SourceCodester Best Employee Management System backups.php information disclosure
Description
A vulnerability classified as problematic was found in SourceCodester Best Employee Management System 1.0. This vulnerability affects unknown code of the file /admin/backup/backups.php. The manipulation leads to information disclosure. The attack can be initiated remotely. The exploit has been disclosed to the public and may be used. The vendor was contacted early about this disclosure but did not respond in any way.
AI Insight
LLM-synthesized narrative grounded in this CVE's description and references.
Information disclosure vulnerability in SourceCodester Best Employee Management System 1.0 via /admin/backup/backups.php allows remote attackers to access sensitive data.
Vulnerability
The vulnerability exists in SourceCodester Best Employee Management System version 1.0, specifically in the file /admin/backup/backups.php. The code does not properly restrict access, leading to information disclosure. The attack can be initiated remotely without authentication. The issue was disclosed publicly [1].
Exploitation
An attacker can exploit this vulnerability by sending a direct HTTP request to /admin/backup/backups.php. No authentication or special privileges are required. The exploit details have been published [1], making it easy to replicate.
Impact
Successful exploitation allows an attacker to view sensitive information, such as backup files or database contents, leading to information disclosure. The confidentiality of the system is compromised.
Mitigation
The vendor was contacted but did not respond [2]. As of the publication date (2025-02-24), no official patch or fix is available. Users should restrict access to the vulnerable file via web server configuration or disable the backup functionality until a fix is released.
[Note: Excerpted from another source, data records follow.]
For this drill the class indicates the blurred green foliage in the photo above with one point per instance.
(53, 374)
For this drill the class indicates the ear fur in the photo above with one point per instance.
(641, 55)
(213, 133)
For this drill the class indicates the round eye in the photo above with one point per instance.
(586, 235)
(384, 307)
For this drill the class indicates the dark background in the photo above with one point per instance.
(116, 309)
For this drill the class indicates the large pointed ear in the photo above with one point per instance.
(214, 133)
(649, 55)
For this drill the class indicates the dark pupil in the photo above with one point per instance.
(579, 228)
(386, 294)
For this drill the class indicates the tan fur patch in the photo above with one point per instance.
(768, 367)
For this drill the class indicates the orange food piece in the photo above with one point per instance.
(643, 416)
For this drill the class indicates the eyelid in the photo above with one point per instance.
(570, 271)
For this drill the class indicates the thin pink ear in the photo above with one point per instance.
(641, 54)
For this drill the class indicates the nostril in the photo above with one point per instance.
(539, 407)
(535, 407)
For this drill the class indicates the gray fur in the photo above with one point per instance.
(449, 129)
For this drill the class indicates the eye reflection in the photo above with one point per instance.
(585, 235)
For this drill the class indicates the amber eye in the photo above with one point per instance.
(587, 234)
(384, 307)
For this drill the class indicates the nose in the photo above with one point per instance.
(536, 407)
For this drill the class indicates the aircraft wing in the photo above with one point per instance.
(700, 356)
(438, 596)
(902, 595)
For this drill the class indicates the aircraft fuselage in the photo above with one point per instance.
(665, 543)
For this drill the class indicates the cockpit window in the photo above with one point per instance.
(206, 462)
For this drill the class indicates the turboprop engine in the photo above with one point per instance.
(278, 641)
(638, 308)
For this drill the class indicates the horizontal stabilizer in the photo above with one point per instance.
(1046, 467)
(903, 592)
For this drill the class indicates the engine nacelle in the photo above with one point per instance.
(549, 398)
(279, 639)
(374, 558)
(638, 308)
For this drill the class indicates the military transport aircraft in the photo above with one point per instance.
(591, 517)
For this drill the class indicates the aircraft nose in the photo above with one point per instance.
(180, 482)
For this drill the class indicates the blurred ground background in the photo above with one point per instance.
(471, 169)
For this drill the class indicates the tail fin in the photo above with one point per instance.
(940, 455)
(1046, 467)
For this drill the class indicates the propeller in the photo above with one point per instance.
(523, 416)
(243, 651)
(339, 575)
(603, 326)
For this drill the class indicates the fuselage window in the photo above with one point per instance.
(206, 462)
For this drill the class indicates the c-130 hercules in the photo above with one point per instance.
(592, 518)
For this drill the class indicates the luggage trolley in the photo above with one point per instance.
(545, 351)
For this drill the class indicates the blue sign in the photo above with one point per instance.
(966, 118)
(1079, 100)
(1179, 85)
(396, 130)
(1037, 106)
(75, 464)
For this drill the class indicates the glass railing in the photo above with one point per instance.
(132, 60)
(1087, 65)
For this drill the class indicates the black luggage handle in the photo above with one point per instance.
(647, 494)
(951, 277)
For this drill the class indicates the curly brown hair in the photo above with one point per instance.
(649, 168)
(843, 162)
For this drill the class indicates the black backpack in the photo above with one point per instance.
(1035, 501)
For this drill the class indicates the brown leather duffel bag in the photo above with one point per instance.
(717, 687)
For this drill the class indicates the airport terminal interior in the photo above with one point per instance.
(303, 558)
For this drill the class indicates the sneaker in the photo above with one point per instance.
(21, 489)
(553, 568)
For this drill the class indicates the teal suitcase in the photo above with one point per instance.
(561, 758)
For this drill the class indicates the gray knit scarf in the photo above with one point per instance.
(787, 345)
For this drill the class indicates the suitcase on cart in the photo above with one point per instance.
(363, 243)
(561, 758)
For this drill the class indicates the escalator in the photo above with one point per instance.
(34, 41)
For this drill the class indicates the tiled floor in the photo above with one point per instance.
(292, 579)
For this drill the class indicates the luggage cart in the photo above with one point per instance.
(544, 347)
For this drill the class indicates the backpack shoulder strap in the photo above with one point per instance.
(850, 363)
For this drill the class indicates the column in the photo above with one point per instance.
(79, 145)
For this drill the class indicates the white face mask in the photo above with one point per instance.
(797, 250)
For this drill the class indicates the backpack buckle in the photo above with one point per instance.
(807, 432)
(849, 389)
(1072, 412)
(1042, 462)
AI Insight generated on May 25, 2026. Synthesized from this CVE's description and the cited reference URLs; citations are validated against the source bundle.
Affected products
2- Range: = 1.0
- Range: 1.0
Patches
0No patches discovered yet.
Vulnerability mechanics
AI mechanics synthesis has not run for this CVE yet.
References
5- github.com/xiahao90/CVEproject/blob/main/xiahao.webray.com.cn/Best-employee-management-system-information-leakage.mdmitreexploit
- vuldb.commitrethird-party-advisory
- vuldb.commitresignaturepermissions-required
- vuldb.commitrevdb-entry
- www.sourcecodester.commitreproduct
News mentions
0No linked articles in our index yet.